2. A motor vehicle may not be stopped for a back-seat passenger’s failure to buckle up.

A law enforcement officer who has reasonable grounds to believe that a driver or front seat passenger does not have a seat belt properly fastened about his or her body may stop the car to investigate.  A law enforcement officer who has reasonable grounds to believe that a rear seat occupant is not wearing a seat belt may not. That’s because G.S. 20-135.2A(d1) categorizes the failure to buckle up in the back seat as a secondary violation for which a vehicle may not be stopped. A law enforcement officer who has lawfully stopped a vehicle for another reason and learns in the process of a rear seat belt violation may, of course, cite the driver for this offense. Nearly as many charges were issued for unbuckled rear seat passengers in 2015 (12,847) as there were for unrestrained front-seat passengers (13,808). Charges for both categories were vastly outnumbered by the 108,320 charges issued for unbuckled drivers that year.
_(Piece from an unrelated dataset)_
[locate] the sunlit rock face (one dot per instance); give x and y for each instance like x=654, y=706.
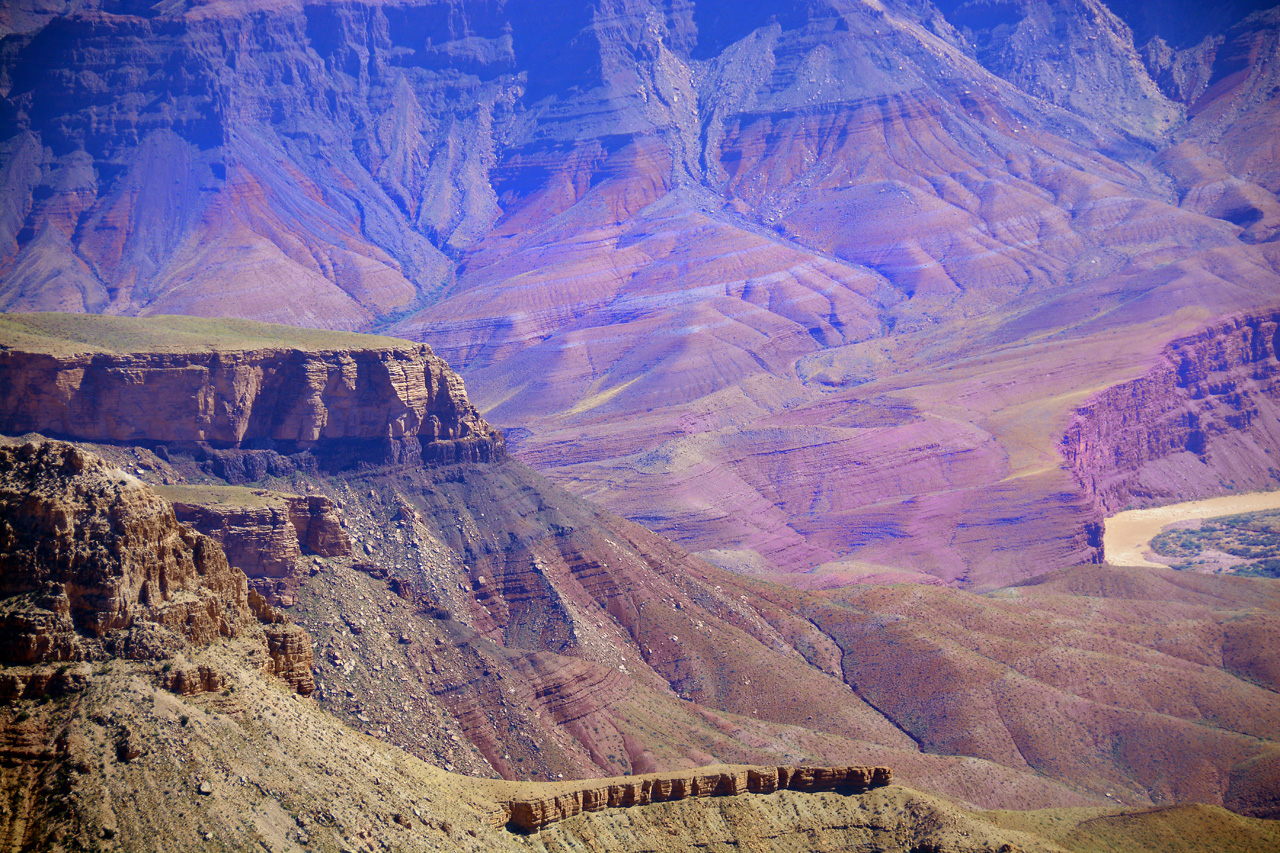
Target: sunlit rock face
x=798, y=284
3. You need a statute book and a calculator to figure out the penalty for front seat violations.

The monetary penalty for a seat belt violation has significantly increased since seat belt use was first mandated. Back in 1986, a violation of the seat belt law (then, as now, an infraction) was punishable by a fine of $25. No court costs were assessed. Today, the penalty for a front-seat occupant’s failure to wear a seat belt is $25.50 plus $153.50 in district court costs. That’s a total of $179.

It is much simpler to calculate the costs of a rear seat violation. The penalty is a flat $10 and no costs may be assessed.
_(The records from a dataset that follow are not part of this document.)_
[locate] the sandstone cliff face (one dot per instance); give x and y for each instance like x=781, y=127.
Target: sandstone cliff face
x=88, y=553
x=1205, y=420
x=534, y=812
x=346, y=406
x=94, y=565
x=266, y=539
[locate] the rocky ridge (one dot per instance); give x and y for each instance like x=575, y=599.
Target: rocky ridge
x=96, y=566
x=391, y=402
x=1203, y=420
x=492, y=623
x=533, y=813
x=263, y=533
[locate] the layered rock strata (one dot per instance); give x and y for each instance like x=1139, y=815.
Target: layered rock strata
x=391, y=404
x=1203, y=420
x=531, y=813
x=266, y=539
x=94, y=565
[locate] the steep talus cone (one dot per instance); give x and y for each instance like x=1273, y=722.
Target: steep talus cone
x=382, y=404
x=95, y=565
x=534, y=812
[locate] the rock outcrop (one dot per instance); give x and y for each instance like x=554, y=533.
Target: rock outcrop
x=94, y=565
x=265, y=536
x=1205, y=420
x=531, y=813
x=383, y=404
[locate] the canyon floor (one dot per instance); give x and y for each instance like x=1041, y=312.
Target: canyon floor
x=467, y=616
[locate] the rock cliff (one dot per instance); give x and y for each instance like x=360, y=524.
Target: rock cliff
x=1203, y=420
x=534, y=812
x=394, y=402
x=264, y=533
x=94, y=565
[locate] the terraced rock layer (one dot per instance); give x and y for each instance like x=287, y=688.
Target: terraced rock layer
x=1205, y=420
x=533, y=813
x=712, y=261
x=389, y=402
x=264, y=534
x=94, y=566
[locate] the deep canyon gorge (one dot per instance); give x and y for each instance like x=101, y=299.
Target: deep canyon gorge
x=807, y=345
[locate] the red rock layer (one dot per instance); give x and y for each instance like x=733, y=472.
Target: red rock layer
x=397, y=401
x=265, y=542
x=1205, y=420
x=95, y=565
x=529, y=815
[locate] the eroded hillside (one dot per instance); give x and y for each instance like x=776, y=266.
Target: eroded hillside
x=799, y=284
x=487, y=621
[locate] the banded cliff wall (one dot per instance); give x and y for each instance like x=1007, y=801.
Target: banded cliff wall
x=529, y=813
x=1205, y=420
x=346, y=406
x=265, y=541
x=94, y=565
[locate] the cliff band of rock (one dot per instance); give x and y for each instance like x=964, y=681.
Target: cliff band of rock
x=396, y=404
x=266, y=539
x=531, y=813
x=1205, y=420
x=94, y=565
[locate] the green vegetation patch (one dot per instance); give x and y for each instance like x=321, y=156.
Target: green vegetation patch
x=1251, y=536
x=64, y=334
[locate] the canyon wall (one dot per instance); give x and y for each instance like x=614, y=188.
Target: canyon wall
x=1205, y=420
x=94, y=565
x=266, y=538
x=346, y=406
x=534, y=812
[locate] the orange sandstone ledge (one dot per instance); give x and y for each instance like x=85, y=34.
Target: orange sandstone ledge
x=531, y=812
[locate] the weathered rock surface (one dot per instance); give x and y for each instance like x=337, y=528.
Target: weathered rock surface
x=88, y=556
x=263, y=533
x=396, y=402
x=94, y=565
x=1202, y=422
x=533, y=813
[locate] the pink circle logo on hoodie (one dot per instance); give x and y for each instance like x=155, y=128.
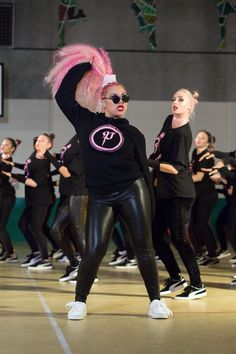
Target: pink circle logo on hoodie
x=106, y=138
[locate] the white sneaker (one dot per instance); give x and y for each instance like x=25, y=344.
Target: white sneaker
x=77, y=310
x=74, y=281
x=158, y=309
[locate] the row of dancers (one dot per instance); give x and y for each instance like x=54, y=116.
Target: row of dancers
x=118, y=181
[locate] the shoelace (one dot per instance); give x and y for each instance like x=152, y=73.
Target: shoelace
x=69, y=305
x=163, y=305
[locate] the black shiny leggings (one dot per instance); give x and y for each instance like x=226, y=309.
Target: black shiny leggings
x=31, y=225
x=69, y=225
x=133, y=207
x=174, y=214
x=6, y=205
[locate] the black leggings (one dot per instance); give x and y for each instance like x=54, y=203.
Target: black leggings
x=199, y=230
x=174, y=214
x=31, y=225
x=133, y=207
x=6, y=204
x=231, y=226
x=70, y=224
x=220, y=226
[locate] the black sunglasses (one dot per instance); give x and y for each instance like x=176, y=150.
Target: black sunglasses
x=116, y=99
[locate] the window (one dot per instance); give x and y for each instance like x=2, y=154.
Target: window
x=6, y=23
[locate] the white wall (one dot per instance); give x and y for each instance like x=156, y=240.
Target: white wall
x=25, y=119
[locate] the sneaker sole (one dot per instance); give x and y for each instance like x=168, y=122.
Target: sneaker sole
x=193, y=297
x=160, y=317
x=70, y=277
x=40, y=268
x=76, y=317
x=116, y=262
x=173, y=290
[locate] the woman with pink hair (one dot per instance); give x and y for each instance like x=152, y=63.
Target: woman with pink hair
x=115, y=164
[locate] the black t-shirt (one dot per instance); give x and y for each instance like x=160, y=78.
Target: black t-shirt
x=206, y=185
x=107, y=144
x=5, y=185
x=70, y=157
x=39, y=171
x=173, y=147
Are statutory amendments on the horizon? 

The Child Fatality Task Force, a legislative study commission, has recommended that law enforcement officers be permitted to stop vehicles for a back seat passenger’s failure to wear a seat belt and that the fine for back seat violations be increased to $25.  The task force contends that these changes are necessary to meet occupant protection criteria established by the National Highway Traffic Safety Administration and to shore up certain federal funds. The task force further contends that making rear seat belt requirements a primary enforcement violation will increase seat belt usage. The group cites research findings that a greater percentage of fatal and serious injuries occur to unrestrained rear seat occupants than to unrestrained front seat occupants. It also states an unrestrained back seat passenger can injure a front seat passenger in a crash.

If the legislature adopts these or other changes to the seat belt laws, I’ll be sure to note them on the blog.